This study used data from the 2017 National Survey of Substance Abuse Treatment Services to report on medication for opioid use disorder (MOUD) availability for adolescents (interpreted to mean <18 years of age), and examined whether program characteristics are associated with medication availability.
- 3537 of 13,585 treatment facilities (26%) offered adolescent-serving programs.
- Adolescent programs were less likely to offer MOUD compared with adult programs (odds ratio [OR], 0.53).
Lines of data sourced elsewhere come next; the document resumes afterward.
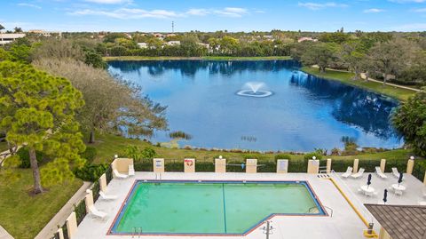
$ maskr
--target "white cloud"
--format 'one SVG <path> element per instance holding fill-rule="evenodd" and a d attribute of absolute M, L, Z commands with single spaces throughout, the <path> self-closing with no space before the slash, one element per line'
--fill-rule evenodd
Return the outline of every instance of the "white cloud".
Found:
<path fill-rule="evenodd" d="M 389 0 L 389 2 L 397 3 L 397 4 L 410 4 L 410 3 L 422 4 L 422 3 L 425 3 L 426 0 Z"/>
<path fill-rule="evenodd" d="M 138 9 L 138 8 L 120 8 L 114 11 L 98 11 L 98 10 L 84 9 L 81 11 L 69 12 L 69 14 L 106 16 L 106 17 L 122 19 L 122 20 L 143 19 L 143 18 L 167 19 L 167 18 L 178 16 L 178 14 L 173 11 L 166 11 L 166 10 L 146 11 L 144 9 Z"/>
<path fill-rule="evenodd" d="M 90 3 L 103 4 L 119 4 L 131 3 L 131 0 L 84 0 Z"/>
<path fill-rule="evenodd" d="M 186 14 L 194 16 L 205 16 L 209 13 L 209 11 L 204 8 L 192 8 L 186 12 Z"/>
<path fill-rule="evenodd" d="M 299 6 L 305 7 L 311 10 L 320 10 L 328 7 L 347 7 L 347 4 L 335 4 L 335 3 L 324 3 L 324 4 L 318 4 L 318 3 L 299 3 Z"/>
<path fill-rule="evenodd" d="M 37 5 L 35 5 L 35 4 L 27 4 L 27 3 L 20 3 L 18 4 L 19 6 L 26 6 L 26 7 L 32 7 L 32 8 L 36 8 L 36 9 L 42 9 L 41 6 L 37 6 Z"/>
<path fill-rule="evenodd" d="M 224 9 L 215 10 L 213 12 L 225 17 L 241 18 L 248 13 L 248 11 L 245 8 L 225 7 Z"/>
<path fill-rule="evenodd" d="M 364 13 L 378 13 L 378 12 L 384 12 L 384 9 L 380 9 L 380 8 L 370 8 L 370 9 L 366 9 L 364 10 Z"/>
<path fill-rule="evenodd" d="M 417 9 L 414 9 L 413 12 L 426 12 L 426 8 L 417 8 Z"/>

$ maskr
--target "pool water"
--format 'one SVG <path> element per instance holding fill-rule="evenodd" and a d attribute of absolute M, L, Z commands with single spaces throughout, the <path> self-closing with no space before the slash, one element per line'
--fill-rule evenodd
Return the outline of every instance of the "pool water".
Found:
<path fill-rule="evenodd" d="M 192 136 L 179 142 L 207 148 L 312 151 L 402 145 L 390 123 L 398 101 L 300 70 L 293 60 L 112 61 L 109 72 L 142 87 L 167 106 L 170 131 Z M 268 97 L 241 96 L 249 82 L 263 83 Z M 148 139 L 169 142 L 168 131 Z"/>
<path fill-rule="evenodd" d="M 111 234 L 241 235 L 272 214 L 324 215 L 306 182 L 138 182 Z"/>

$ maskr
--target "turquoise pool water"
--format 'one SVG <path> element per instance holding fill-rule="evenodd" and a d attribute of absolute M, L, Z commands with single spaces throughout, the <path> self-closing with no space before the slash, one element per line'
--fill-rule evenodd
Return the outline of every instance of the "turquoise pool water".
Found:
<path fill-rule="evenodd" d="M 273 214 L 324 215 L 306 182 L 138 182 L 111 234 L 249 231 Z"/>

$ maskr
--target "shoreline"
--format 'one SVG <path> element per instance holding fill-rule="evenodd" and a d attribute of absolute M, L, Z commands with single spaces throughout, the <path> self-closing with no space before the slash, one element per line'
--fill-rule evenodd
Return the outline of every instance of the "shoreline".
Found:
<path fill-rule="evenodd" d="M 146 57 L 146 56 L 117 56 L 103 57 L 105 61 L 113 60 L 292 60 L 290 56 L 271 56 L 271 57 L 225 57 L 225 56 L 207 56 L 207 57 Z"/>

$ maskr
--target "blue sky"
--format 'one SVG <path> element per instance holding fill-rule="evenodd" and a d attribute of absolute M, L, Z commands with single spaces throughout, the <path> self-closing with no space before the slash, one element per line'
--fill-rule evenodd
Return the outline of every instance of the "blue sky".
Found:
<path fill-rule="evenodd" d="M 9 0 L 0 12 L 24 30 L 426 30 L 426 0 Z"/>

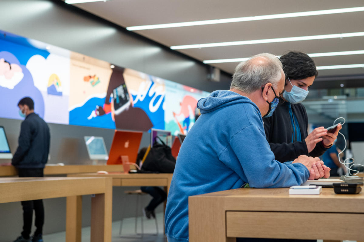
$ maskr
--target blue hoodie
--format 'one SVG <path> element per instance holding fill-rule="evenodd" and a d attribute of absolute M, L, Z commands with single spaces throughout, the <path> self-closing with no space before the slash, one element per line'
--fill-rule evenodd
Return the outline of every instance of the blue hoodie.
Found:
<path fill-rule="evenodd" d="M 258 107 L 246 97 L 217 90 L 200 99 L 201 115 L 176 163 L 166 208 L 169 242 L 189 241 L 189 196 L 241 188 L 300 185 L 309 175 L 302 164 L 274 160 Z"/>

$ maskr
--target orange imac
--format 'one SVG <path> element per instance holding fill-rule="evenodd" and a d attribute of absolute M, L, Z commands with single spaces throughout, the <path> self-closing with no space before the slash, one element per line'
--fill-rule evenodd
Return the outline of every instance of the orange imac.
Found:
<path fill-rule="evenodd" d="M 177 159 L 177 156 L 179 152 L 179 149 L 181 148 L 181 143 L 178 140 L 177 136 L 174 137 L 174 140 L 173 140 L 173 144 L 172 145 L 172 148 L 171 148 L 171 151 L 172 152 L 172 155 L 176 159 Z"/>
<path fill-rule="evenodd" d="M 185 135 L 178 134 L 177 137 L 174 137 L 174 140 L 173 141 L 173 144 L 172 145 L 171 151 L 172 152 L 172 155 L 173 157 L 177 159 L 177 156 L 179 152 L 179 149 L 181 148 L 181 145 L 182 142 L 185 140 L 186 138 Z"/>
<path fill-rule="evenodd" d="M 124 173 L 127 173 L 129 164 L 135 164 L 136 160 L 142 135 L 142 132 L 115 130 L 107 164 L 122 164 Z"/>

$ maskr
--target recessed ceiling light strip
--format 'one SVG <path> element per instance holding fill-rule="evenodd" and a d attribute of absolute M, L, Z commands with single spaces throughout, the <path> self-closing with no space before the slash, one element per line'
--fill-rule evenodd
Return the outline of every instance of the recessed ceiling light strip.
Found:
<path fill-rule="evenodd" d="M 363 36 L 364 36 L 364 32 L 356 32 L 355 33 L 345 33 L 342 34 L 320 34 L 320 35 L 311 35 L 308 36 L 277 38 L 273 39 L 265 39 L 263 40 L 243 40 L 242 41 L 230 41 L 229 42 L 220 42 L 219 43 L 210 43 L 209 44 L 185 45 L 175 45 L 174 46 L 171 46 L 170 48 L 173 50 L 181 50 L 186 49 L 206 48 L 206 47 L 217 47 L 223 46 L 230 46 L 232 45 L 252 45 L 257 44 L 264 44 L 266 43 L 277 43 L 278 42 L 300 41 L 301 40 L 323 40 L 324 39 L 335 38 L 345 38 L 346 37 L 354 37 Z"/>
<path fill-rule="evenodd" d="M 313 16 L 314 15 L 321 15 L 333 13 L 342 13 L 355 12 L 364 11 L 364 7 L 355 8 L 338 8 L 336 9 L 327 9 L 325 10 L 317 10 L 308 11 L 296 13 L 287 13 L 278 14 L 272 14 L 268 15 L 260 16 L 252 16 L 251 17 L 243 17 L 239 18 L 232 18 L 230 19 L 213 19 L 209 20 L 202 20 L 201 21 L 191 21 L 170 24 L 152 24 L 150 25 L 141 25 L 139 26 L 132 26 L 127 27 L 126 29 L 130 31 L 143 30 L 145 29 L 163 29 L 167 28 L 175 28 L 177 27 L 185 27 L 195 25 L 205 25 L 207 24 L 224 24 L 226 23 L 236 22 L 245 22 L 254 21 L 274 19 L 283 19 L 291 18 L 295 17 L 303 17 L 305 16 Z"/>
<path fill-rule="evenodd" d="M 107 1 L 110 1 L 110 0 L 65 0 L 64 2 L 69 4 L 75 4 L 76 3 L 93 3 L 94 2 L 106 2 Z"/>
<path fill-rule="evenodd" d="M 334 52 L 325 52 L 323 53 L 314 53 L 313 54 L 308 54 L 310 57 L 322 57 L 324 56 L 349 56 L 350 55 L 356 55 L 364 54 L 364 50 L 352 50 L 350 51 L 339 51 Z M 276 56 L 278 58 L 280 56 Z M 230 62 L 241 62 L 245 61 L 249 59 L 249 57 L 243 58 L 234 58 L 231 59 L 219 59 L 217 60 L 209 60 L 203 61 L 203 62 L 205 64 L 211 64 L 212 63 L 224 63 Z"/>
<path fill-rule="evenodd" d="M 339 65 L 336 66 L 317 66 L 317 70 L 332 70 L 333 69 L 344 69 L 346 68 L 364 68 L 364 64 L 353 65 Z"/>

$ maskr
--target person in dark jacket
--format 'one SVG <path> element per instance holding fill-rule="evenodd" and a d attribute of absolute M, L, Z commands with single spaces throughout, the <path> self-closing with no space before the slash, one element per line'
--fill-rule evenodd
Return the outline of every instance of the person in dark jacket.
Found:
<path fill-rule="evenodd" d="M 11 164 L 17 168 L 19 177 L 43 176 L 43 170 L 48 159 L 50 135 L 47 123 L 34 112 L 34 102 L 25 97 L 18 103 L 19 114 L 25 119 L 21 123 L 19 146 Z M 44 208 L 41 200 L 21 202 L 23 209 L 23 231 L 13 242 L 42 242 Z M 35 213 L 36 230 L 30 237 L 33 210 Z"/>
<path fill-rule="evenodd" d="M 281 162 L 301 155 L 318 157 L 332 145 L 341 126 L 333 133 L 321 127 L 308 134 L 307 114 L 300 103 L 317 75 L 316 66 L 308 55 L 298 52 L 290 52 L 280 60 L 286 76 L 284 92 L 273 115 L 263 119 L 267 140 Z"/>
<path fill-rule="evenodd" d="M 143 164 L 141 164 L 143 160 L 147 148 L 145 147 L 141 149 L 138 153 L 136 157 L 136 163 L 142 167 Z M 150 171 L 154 172 L 154 169 Z M 144 169 L 145 171 L 150 171 L 148 169 Z M 154 211 L 155 208 L 164 202 L 167 199 L 167 193 L 158 186 L 142 186 L 141 190 L 143 192 L 148 193 L 153 198 L 150 200 L 149 203 L 146 207 L 143 209 L 143 214 L 145 217 L 149 219 L 151 217 L 155 218 L 155 213 Z"/>

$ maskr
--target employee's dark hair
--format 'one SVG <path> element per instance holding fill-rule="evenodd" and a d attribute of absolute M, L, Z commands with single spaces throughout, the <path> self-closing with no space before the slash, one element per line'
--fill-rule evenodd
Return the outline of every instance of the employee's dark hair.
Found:
<path fill-rule="evenodd" d="M 279 60 L 283 66 L 286 79 L 288 77 L 291 80 L 302 80 L 317 75 L 315 62 L 306 54 L 290 51 L 281 56 Z"/>
<path fill-rule="evenodd" d="M 144 157 L 144 155 L 145 154 L 145 152 L 147 152 L 147 149 L 148 147 L 143 147 L 139 151 L 139 152 L 138 153 L 138 156 L 136 156 L 137 164 L 139 164 L 139 161 L 143 160 L 143 158 Z"/>
<path fill-rule="evenodd" d="M 33 110 L 34 109 L 34 102 L 33 99 L 28 97 L 23 98 L 19 101 L 18 106 L 21 105 L 22 106 L 26 105 L 29 108 L 29 110 Z"/>

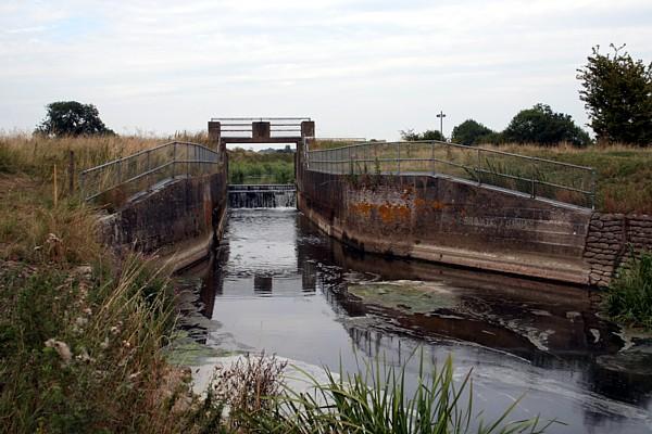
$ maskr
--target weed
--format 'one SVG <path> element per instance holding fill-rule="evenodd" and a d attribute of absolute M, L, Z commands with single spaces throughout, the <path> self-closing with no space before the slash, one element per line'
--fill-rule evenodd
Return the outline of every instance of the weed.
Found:
<path fill-rule="evenodd" d="M 617 322 L 652 330 L 652 252 L 630 256 L 612 281 L 604 308 Z"/>

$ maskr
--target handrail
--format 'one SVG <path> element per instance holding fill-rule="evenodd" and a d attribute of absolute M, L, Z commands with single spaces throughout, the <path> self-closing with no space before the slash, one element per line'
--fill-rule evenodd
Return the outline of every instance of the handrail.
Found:
<path fill-rule="evenodd" d="M 367 164 L 373 163 L 379 175 L 446 175 L 535 199 L 595 206 L 595 170 L 570 163 L 439 140 L 364 142 L 323 150 L 311 150 L 306 141 L 304 150 L 309 170 L 368 175 Z"/>
<path fill-rule="evenodd" d="M 221 154 L 203 144 L 171 141 L 103 163 L 79 173 L 79 186 L 85 201 L 90 201 L 118 187 L 133 186 L 136 191 L 149 190 L 163 179 L 174 179 L 214 173 Z M 178 167 L 177 167 L 178 166 Z M 180 169 L 179 169 L 180 167 Z M 125 187 L 125 190 L 129 190 Z"/>

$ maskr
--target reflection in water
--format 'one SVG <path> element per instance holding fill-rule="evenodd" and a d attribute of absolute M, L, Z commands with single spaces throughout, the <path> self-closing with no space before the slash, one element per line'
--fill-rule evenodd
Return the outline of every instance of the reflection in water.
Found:
<path fill-rule="evenodd" d="M 293 209 L 231 210 L 220 251 L 217 260 L 189 271 L 203 279 L 203 314 L 220 324 L 204 332 L 209 345 L 350 370 L 360 358 L 380 357 L 404 366 L 412 385 L 415 352 L 430 363 L 452 355 L 457 379 L 473 368 L 476 408 L 488 414 L 525 393 L 514 417 L 568 423 L 552 432 L 651 426 L 650 378 L 597 362 L 623 342 L 595 316 L 586 290 L 362 255 Z M 427 282 L 450 303 L 413 314 L 362 303 L 348 291 L 388 281 Z"/>

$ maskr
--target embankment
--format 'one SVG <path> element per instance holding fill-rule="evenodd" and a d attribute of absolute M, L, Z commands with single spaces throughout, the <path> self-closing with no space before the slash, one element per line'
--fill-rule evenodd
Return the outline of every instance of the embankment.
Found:
<path fill-rule="evenodd" d="M 432 176 L 331 175 L 298 152 L 298 207 L 366 252 L 588 284 L 591 212 Z"/>
<path fill-rule="evenodd" d="M 222 232 L 227 207 L 226 170 L 168 180 L 101 218 L 104 243 L 116 250 L 174 255 L 174 269 L 205 257 Z"/>

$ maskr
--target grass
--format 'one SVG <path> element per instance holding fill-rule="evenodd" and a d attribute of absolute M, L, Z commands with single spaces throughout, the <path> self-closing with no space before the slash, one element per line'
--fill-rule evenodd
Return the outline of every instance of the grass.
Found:
<path fill-rule="evenodd" d="M 0 138 L 2 432 L 192 432 L 187 375 L 161 350 L 170 281 L 145 258 L 114 257 L 95 209 L 53 188 L 68 150 L 93 165 L 153 142 Z"/>
<path fill-rule="evenodd" d="M 604 308 L 616 322 L 652 331 L 652 252 L 632 256 L 618 269 Z"/>
<path fill-rule="evenodd" d="M 272 375 L 248 379 L 249 386 L 280 381 L 278 369 L 269 368 L 271 361 L 248 363 L 253 372 L 256 366 L 265 366 Z M 283 368 L 281 368 L 283 369 Z M 354 374 L 336 374 L 325 368 L 325 383 L 318 382 L 306 372 L 300 380 L 308 380 L 308 392 L 281 388 L 272 396 L 262 396 L 258 406 L 230 408 L 229 425 L 249 433 L 541 433 L 552 422 L 540 423 L 539 418 L 511 421 L 510 414 L 518 400 L 503 414 L 485 421 L 474 413 L 471 372 L 460 384 L 453 381 L 451 358 L 438 369 L 425 372 L 422 355 L 419 382 L 414 393 L 408 393 L 405 369 L 386 366 L 376 360 L 365 363 Z M 237 387 L 236 387 L 237 388 Z M 268 387 L 269 388 L 269 387 Z M 222 409 L 223 404 L 217 404 Z"/>
<path fill-rule="evenodd" d="M 262 154 L 243 149 L 228 151 L 229 183 L 292 183 L 294 154 Z"/>
<path fill-rule="evenodd" d="M 317 149 L 331 149 L 343 145 L 342 143 L 321 143 Z M 537 146 L 524 144 L 502 144 L 482 146 L 488 150 L 510 152 L 527 156 L 536 156 L 555 162 L 569 163 L 578 166 L 593 167 L 595 169 L 595 209 L 605 213 L 652 213 L 652 149 L 614 144 L 609 146 L 574 148 L 567 144 L 559 146 Z M 352 157 L 368 159 L 367 163 L 358 163 L 350 167 L 340 164 L 335 168 L 342 174 L 351 170 L 358 173 L 373 174 L 375 171 L 397 173 L 399 166 L 393 161 L 383 158 L 394 158 L 398 155 L 396 144 L 378 142 L 373 150 L 365 148 L 353 148 Z M 349 151 L 343 152 L 337 159 L 346 159 Z M 518 176 L 535 179 L 541 182 L 563 184 L 585 191 L 591 189 L 592 177 L 584 170 L 554 166 L 548 163 L 537 163 L 536 168 L 526 161 L 509 155 L 484 154 L 479 161 L 475 148 L 436 146 L 435 150 L 425 143 L 405 143 L 402 145 L 402 158 L 430 158 L 435 156 L 440 162 L 403 161 L 401 171 L 436 171 L 463 179 L 490 182 L 494 186 L 518 190 L 530 193 L 531 182 L 522 181 L 509 177 L 492 175 L 492 171 L 509 176 Z M 475 173 L 460 166 L 442 163 L 451 162 L 457 165 L 475 167 L 478 164 L 484 173 Z M 536 187 L 539 196 L 555 199 L 563 202 L 575 203 L 582 206 L 591 206 L 588 195 L 573 192 L 570 190 L 555 188 L 550 184 L 539 183 Z"/>
<path fill-rule="evenodd" d="M 595 168 L 595 208 L 652 213 L 652 149 L 614 144 L 584 149 L 506 144 L 499 150 Z"/>

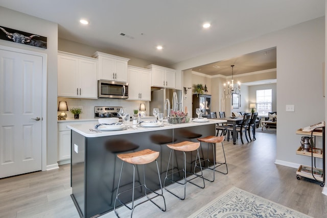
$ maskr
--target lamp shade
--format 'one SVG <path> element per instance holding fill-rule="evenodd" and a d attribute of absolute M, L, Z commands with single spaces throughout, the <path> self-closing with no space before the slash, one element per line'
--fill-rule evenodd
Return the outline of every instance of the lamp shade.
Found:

MOUD was offered in 23% of adolescent programs versus 36% of adult programs.
- Non-profit status, hospital affiliation, accepting private insurance, accreditation, location in the Northeast, and offering inpatient services were all associated with greater likelihood of offering MOUD in adolescent-serving facilities.
Comments: This study reinforces previous findings that adolescents are less likely to receive MOUD than adults, despite recommendations from the American Academy of Pediatrics. Hospital-affiliated treatment facilities had better alignment with national guidelines than commercial programs. As a group, youth are underserved, even though, as with any disorder, early treatment improves outcomes. For substance use disorders, treatment during youth has the potential to save lives and reduce the enormous societal expenditures on treating addiction and its complications in adulthood.
Sharon Levy, MD
Reference: Alinsky RH, Hadland SE, Matson PA, et al. Adolescent-serving addiction treatment facilities in the United States and the availability of medications for opioid use disorder. J Adolesc Health. 2020;67(4):542-549.